Javier Trocóniz, estuvo en el Colegio de Ingenieros atendiendo a 8 asistentes, usuarios del servicio público Altxor, del Gobierno Vasco.
La jubilación marca un cambio drástico de ciclo vital. Pasamos de una vida estructurada por el trabajo a un tiempo propio que puede generar sensación de vacío, pérdida o incertidumbre si no se afronta con un nuevo proyecto vital. Según el modelo del Dr. Riley Moynes y Robert Atchley, esta transición suele pasar por cuatro fases:
- Vacaciones o luna de miel, donde domina la euforia de la libertad
- Desencanto, cuando se hacen visibles las “cinco pérdidas”: rutina, identidad, relaciones, propósito y poder
- Experimentación, etapa de búsqueda y gestión del tiempo
- Nuevo proyecto, cuando se encuentra un sentido o propósito (el ikigai)

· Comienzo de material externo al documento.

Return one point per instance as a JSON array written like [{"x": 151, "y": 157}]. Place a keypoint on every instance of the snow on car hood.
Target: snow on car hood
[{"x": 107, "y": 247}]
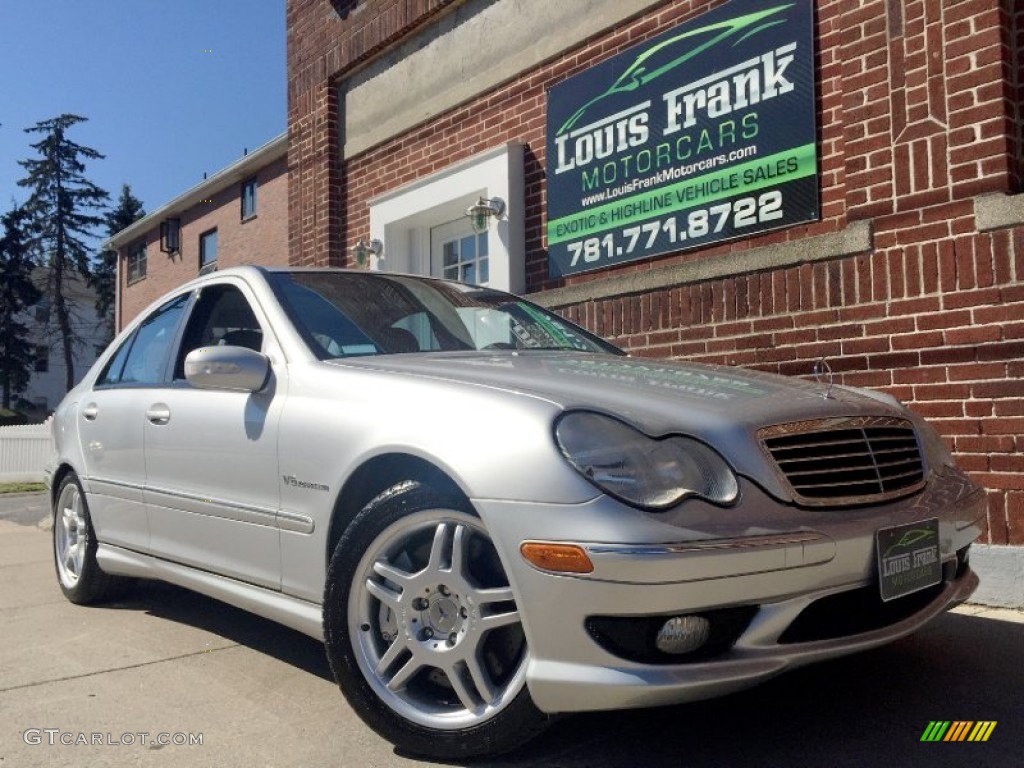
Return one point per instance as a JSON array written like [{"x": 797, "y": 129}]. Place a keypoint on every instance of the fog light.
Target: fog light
[{"x": 683, "y": 634}]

El mensaje central de la charla es claro: “no hacer nada no es la mejor opción”. La clave está en tomar las riendas y decidir cómo repartir el tiempo entre uno mismo, el entorno y la sociedad.
Los datos muestran que los seniors desean una jubilación activa:
- El 84% quiere cuidar su salud
- El 66% busca mantenerse activo
- El 51% desea seguir aprendiendo o colaborar mediante voluntariado
El voluntariado se presentó como una de las mejores formas de mantener la conexión social y recuperar lo que se pierde con el trabajo: sentido, relaciones y autoestima.
Como recordó el cardiólogo Valentín Fuster, “el corazón sirve para dar cantidad de vida, y el cerebro, para dar calidad de vida”. Planificar esta etapa, cuidar la salud y mantenerse activo es la fórmula para una jubilación plena.
En resumen: la jubilación no es el final de una etapa, sino el comienzo de una nueva vida con propósito.